Saturday, June 24, 2017

Felicia Zamora, Of Form & Gather




In Of Form & Gather, poems become choral assemblages to their proximity, tuned into the maker’s spirit as coiled out from unhurried interactions with ancestral zygotes. Where does identity invoke place over silence—intimate implications of nuance, trust in the reader’s ability to move in concert with the writer’s soul? If even a fraction of beyond-space is gleaned by possibility, the maker’s job is done. If one could imagine what awaits between where one could go and why one has remained, would that bring us to a finite completion—a cyclic undercarriage of removal in the language remaining? (Edwin Torres, “Introduction to the Poems”)

The author of three prior poetry chapbooks, Colorado poet and editor Felicia Zamora’s first full-length collection is Of Form & Gather (Notre Dame IN: Notre Dame University Press, 2017), produced as part of the 2016 Andrés Montoya Prize (as judged by Edwin Torres).

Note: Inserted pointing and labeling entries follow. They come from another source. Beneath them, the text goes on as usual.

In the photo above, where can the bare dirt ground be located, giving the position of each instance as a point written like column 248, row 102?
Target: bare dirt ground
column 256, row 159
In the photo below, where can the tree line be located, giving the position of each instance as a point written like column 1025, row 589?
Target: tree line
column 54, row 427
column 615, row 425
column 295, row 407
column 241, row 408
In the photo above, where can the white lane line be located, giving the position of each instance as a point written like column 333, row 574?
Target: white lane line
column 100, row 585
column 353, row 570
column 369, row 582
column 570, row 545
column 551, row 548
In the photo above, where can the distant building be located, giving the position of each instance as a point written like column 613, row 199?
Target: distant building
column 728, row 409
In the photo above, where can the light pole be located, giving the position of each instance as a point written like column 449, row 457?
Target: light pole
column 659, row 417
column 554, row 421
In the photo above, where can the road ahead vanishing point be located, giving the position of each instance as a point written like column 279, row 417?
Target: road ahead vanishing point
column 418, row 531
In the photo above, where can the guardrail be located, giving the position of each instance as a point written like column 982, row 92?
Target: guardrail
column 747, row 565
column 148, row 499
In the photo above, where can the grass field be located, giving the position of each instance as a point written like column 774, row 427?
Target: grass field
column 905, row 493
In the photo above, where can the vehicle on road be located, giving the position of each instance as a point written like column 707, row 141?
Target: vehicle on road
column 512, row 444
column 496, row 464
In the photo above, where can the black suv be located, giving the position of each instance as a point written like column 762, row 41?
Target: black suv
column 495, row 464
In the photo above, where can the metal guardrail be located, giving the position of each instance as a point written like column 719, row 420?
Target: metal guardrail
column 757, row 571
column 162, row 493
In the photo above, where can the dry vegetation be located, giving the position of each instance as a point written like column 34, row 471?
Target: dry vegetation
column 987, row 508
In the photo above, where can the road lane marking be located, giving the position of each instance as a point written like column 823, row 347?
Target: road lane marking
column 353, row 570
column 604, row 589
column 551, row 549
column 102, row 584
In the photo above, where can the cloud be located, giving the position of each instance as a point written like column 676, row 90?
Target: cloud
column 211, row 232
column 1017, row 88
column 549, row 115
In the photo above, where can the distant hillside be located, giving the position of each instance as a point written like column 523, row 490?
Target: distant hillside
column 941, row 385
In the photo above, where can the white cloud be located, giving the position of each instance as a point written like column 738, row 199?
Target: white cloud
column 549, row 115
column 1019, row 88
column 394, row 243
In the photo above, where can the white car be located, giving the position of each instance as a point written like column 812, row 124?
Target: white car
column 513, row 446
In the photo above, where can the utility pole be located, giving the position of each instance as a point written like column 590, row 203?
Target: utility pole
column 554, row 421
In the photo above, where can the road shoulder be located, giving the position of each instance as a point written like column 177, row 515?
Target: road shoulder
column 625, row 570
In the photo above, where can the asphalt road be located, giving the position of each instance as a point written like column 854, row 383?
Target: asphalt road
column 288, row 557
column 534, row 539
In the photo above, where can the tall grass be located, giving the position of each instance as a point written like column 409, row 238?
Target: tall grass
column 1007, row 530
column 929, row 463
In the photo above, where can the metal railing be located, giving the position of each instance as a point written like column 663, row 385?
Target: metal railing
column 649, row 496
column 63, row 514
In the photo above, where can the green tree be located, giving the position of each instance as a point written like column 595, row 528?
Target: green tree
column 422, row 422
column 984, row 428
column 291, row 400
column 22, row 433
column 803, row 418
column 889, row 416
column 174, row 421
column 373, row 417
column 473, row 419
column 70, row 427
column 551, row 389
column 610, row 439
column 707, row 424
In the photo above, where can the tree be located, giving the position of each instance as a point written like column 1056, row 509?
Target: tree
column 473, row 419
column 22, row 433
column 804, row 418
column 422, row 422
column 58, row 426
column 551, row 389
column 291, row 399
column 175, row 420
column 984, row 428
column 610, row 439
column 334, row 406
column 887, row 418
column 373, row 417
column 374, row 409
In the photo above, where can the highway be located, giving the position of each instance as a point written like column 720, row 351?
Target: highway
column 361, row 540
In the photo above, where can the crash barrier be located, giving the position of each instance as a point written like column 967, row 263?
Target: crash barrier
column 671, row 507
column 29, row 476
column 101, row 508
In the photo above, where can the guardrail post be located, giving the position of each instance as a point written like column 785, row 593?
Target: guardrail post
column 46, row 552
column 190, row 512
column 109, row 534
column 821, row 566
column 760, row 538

Predominantly set in prose blocks, Zamora’s poems shift from meditative narratives to short lyric essays, sketched in ways deceptively straightforward but multiple and slightly askew. The title to this debut is intriguing, suggesting a composition of disparate elements gathered into a series of collage-works set in particular shapes; the collage element might be there, but the poems appear to emerge even as you are reading them. “you remember your cells,” she writes, in the poem “O for passage,” “belonging to others, before the dark grew you [.]”

Of ghosts

You take a photo of the thermometer
outside the window; think degrees of, think
what blurs & what melts from; the truck full;
the tin roof gleams in midday

& her eyes in pools; think torn of; think

vacant; how the ditch overgrows & the table
once held rhubarb pie & asparagus picked;
think an old highway; think a gravel lot; think
three young hearts; think play-

ground; how we memory out of; how place
haunts behind each pupil; how rusted poles
suspend the MOTEL sign; shadows in cast;
think spells; cradle of; of the mulberry tree;
think where fireflies catch; bark once in curve

to your body, towers silent, deep in root.